Su quel quadro 92x73 cm del 1889 dipinto da Vincent Van Gogh e oggi conservato al Museo delle Arti Moderne di New York, il signor Paul si ostina non volerci vedere solo del colore ben steso. Preferisce perforare con lo sguardo quel cielo blu scuro e guardare oltre il dipinto, quasi osservando quell’eccentrico pittore stendere lentamente la tempera sulla tela mentre distrattamente scruta ad occhi chiusi il cielo, quasi a volerlo assaporarlo, toccarlo ed udirlo senza guardarlo. Paul vedendo quelle stelle assai simili a dei vortici informi, poteva quasi vedere Van Gogh semiriverso sul tavolo, colla bottiglia di cognac ormai vuota, biascicare parole che avevano ormai perso ogni forma ed accento insultando quegli astri, che disegnava con pennellate rabbiose, per la loro immobilità, la loro indifferenza verso quel mondo.
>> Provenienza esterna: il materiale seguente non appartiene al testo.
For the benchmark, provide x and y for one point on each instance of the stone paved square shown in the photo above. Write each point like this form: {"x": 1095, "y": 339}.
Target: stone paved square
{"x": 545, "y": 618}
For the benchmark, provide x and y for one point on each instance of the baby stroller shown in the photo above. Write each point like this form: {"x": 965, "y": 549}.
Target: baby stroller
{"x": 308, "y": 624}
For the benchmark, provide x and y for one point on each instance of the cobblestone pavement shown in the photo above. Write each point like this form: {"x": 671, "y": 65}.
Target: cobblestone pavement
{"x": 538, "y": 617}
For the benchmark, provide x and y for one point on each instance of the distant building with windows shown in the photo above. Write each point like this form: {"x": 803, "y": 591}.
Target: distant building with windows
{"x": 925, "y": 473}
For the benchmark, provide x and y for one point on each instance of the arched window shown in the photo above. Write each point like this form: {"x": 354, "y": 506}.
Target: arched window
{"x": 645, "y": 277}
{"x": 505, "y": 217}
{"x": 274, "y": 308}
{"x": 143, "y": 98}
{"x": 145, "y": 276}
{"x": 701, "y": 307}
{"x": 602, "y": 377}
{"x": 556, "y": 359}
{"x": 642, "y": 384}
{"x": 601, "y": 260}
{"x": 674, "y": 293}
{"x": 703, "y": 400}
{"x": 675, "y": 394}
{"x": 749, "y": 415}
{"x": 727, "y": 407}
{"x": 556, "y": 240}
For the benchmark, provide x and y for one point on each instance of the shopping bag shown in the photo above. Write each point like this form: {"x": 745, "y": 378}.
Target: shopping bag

Ammirando il dipinto dell’artista olandese, Paul non poteva fare a meno di osservare il contrasto fra il caos del cielo e l’ordine quasi asettico del borgo sottostante, collegati dal cipresso fiammeggiante simile ad una pira funebre e in quel momento non potevano non affiorare nella mente le parole dello stesso Van Gogh “[…] guardare il cielo mi fa sempre sognare […]Perché proprio come prendiamo il treno per andare a Tarascon o a Rouen, così prendiamo la morte per raggiungere una stella.”
Con un mezzo sorriso pensò a quel pittore pazzo e con la subdola arroganza del villaggio che ride dello scemo che passa, mormorò tranquillo e gelido al tempo stesso “Fu pietosa la morte che lo strappò alla follia …”.